Now, by Our Lady, Sheriff, 'tis hard reckoning,
That I, with every odds of birth and barony
Should be detain'd here for the casual death
Of a wild forester, whose utmost having
Is but the brazen buckle of the belt
In which he sticks his hedge-knife.
OLD PLAY.

While Edward was making preparations for securing and punishing the supposed murderer of his brother, with an intense thirst for vengeance, which had not hitherto shown itself as part of his character, Sir Piercie Shafton made such communications as it pleased him to the Sub-Prior, who listened with great attention, though the knight's narrative was none of the clearest, especially as his self-conceit led him to conceal or abridge the details which were necessary to render it intelligible.

“You are to know,” he said, “reverend father, that this rustical juvenal having chosen to offer me, in the presence of your venerable Superior, yourself, and other excellent and worthy persons, besides the damsel, Mary Avenel, whom I term my Discretion in all honour and kindness, a gross insult, rendered yet more intolerable by the time and place, my just resentment did so gain the mastery over my discretion, that I resolved to allow him the privileges of an equal, and to indulge him with the combat.”

“But, Sir Knight,” said the Sub-Prior, “you still leave two matters very obscure.
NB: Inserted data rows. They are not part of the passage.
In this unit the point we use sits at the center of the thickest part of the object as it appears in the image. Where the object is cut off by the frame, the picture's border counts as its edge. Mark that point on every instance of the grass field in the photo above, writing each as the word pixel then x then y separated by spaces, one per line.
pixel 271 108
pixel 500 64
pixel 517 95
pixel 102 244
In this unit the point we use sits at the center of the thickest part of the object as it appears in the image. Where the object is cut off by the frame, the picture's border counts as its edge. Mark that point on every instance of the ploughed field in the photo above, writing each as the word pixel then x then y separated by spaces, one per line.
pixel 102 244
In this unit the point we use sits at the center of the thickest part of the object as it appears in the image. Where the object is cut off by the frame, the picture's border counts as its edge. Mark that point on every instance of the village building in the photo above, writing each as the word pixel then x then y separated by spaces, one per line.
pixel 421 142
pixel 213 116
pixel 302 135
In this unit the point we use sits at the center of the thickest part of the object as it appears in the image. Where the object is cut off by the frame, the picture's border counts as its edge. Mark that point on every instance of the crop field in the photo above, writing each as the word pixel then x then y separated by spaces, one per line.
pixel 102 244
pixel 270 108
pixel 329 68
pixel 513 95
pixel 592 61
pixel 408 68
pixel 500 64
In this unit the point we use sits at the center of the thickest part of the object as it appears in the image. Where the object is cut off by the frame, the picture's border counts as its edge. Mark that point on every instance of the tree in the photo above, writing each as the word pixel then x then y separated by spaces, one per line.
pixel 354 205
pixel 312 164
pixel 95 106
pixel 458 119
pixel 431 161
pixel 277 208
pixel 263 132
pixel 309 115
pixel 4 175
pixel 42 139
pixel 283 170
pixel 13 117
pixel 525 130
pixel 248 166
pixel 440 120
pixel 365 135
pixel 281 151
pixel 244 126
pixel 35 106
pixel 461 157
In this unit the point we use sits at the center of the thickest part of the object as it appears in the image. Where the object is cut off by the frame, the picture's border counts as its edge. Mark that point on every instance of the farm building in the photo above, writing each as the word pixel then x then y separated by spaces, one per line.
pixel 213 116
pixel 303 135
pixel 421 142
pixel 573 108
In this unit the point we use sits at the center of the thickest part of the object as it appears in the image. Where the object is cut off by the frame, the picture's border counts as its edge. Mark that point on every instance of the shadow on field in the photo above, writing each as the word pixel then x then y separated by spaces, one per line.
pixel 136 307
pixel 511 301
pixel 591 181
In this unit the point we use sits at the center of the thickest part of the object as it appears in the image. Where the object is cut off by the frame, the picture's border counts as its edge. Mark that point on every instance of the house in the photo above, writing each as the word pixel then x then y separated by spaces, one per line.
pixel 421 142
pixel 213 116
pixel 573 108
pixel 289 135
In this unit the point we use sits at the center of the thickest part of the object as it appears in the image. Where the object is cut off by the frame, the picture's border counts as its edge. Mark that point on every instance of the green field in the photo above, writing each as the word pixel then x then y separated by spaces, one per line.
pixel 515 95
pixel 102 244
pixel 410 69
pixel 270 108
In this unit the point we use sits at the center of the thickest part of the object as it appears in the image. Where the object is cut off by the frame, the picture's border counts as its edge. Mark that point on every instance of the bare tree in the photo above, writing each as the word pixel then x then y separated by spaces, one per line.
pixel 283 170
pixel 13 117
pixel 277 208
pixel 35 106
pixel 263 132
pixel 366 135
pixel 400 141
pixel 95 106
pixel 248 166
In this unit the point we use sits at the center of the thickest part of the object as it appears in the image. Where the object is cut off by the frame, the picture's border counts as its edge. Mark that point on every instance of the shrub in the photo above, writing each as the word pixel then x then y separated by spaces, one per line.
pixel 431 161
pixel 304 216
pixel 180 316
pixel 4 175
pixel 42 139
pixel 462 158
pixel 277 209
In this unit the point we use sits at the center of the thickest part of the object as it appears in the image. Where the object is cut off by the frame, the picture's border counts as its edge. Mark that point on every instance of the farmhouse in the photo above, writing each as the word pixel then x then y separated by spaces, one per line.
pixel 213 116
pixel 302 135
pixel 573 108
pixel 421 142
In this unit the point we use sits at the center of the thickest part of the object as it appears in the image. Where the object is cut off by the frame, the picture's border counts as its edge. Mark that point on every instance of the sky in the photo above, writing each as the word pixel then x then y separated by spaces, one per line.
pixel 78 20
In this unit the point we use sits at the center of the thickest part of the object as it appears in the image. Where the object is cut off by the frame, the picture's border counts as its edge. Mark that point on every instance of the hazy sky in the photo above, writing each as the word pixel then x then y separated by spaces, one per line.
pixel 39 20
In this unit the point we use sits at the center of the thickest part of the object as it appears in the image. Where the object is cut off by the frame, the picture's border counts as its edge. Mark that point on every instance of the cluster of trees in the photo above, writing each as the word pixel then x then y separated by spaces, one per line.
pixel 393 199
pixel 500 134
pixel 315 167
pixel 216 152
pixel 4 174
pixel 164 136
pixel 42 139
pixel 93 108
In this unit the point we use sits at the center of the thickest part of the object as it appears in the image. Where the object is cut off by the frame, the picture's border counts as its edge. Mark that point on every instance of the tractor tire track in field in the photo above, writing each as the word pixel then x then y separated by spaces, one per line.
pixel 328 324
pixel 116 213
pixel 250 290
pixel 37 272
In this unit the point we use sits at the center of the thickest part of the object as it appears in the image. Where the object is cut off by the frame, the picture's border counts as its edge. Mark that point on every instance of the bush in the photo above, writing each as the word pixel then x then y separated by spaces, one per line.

First, why the token he presented to you gave you so much offence, as I with others witnessed; and then again, how the youth, whom you then met for the first, or, at least, the second time, knew so much of your history as enabled him so greatly to move you.”

The knight coloured very deeply.

“For your first query,” he said, “most reverend father, we will, if you please, pretermit it as nothing essential to the matter in hand; and for the second—I protest to you that I know as little of his means of knowledge as you do, and that I am well-nigh persuaded he deals with Sathanas, of which more anon.—Well, sir—In the evening, I failed not to veil my purpose with a pleasant brow, as is the custom amongst us martialists, who never display the bloody colours of defiance in our countenance until our hand is armed to fight under them. I amused the fair Discretion with some canzonettes, and other toys, which could not but be ravishing to her inexperienced ears. I arose in the morning, and met my antagonist, who, to say truth, for an inexperienced villagio, comported himself as stoutly as I could have desired.—So, coming to the encounter, reverend sir, I did try his mettle with some half-a-dozen of downright passes, with any one of which I could have been through his body, only that I was loth to take so fatal an advantage, but rather, mixing mercy with my just indignation, studied to inflict upon him some flesh-wound of no very fatal quality. But, sir, in the midst of my clemency, he, being instigated, I think, by the devil, did follow up his first offence with some insult of the same nature. Whereupon, being eager to punish him, I made an estramazone, and my foot slipping at the same time,—not from any fault of fence on my part, or any advantage of skill on his, but the devil having, as I said, taken up the matter in hand, and the grass being slippery,—ere I recovered my position I encountered his sword, which he had advanced, with my undefended person, so that, as I think, I was in some sort run through the body. My juvenal, being beyond measure appalled at his own unexpected and unmerited success in this strange encounter, takes the flight and leaves me there, and I fall into a dead swoon for the lack of the blood I had lost so foolishly—and when I awake, as from a sound sleep, I find myself lying, an it like you, wrapt up in my cloak at the foot of one of the birch-trees which stand together in a clump near to this place. I feel my limbs, and experience little pain, but much weakness—I put my hand to the wound—it was whole and skinned over as you now see it—I rise and come hither; and in these words you have my whole day's story.”

“I can only reply to so strange a tale,” answered the monk, “that it is scarce possible that Sir Piercie Shafton can expect me to credit it. Here is a quarrel, the cause of which you conceal—a wound received in the morning, of which there is no recent appearance at sunset,—a grave filled up, in which no body is deposited—the vanquished found alive and well—the victor departed no man knows whither. These things, Sir Knight, hang not so well together, that I should receive them as gospel.”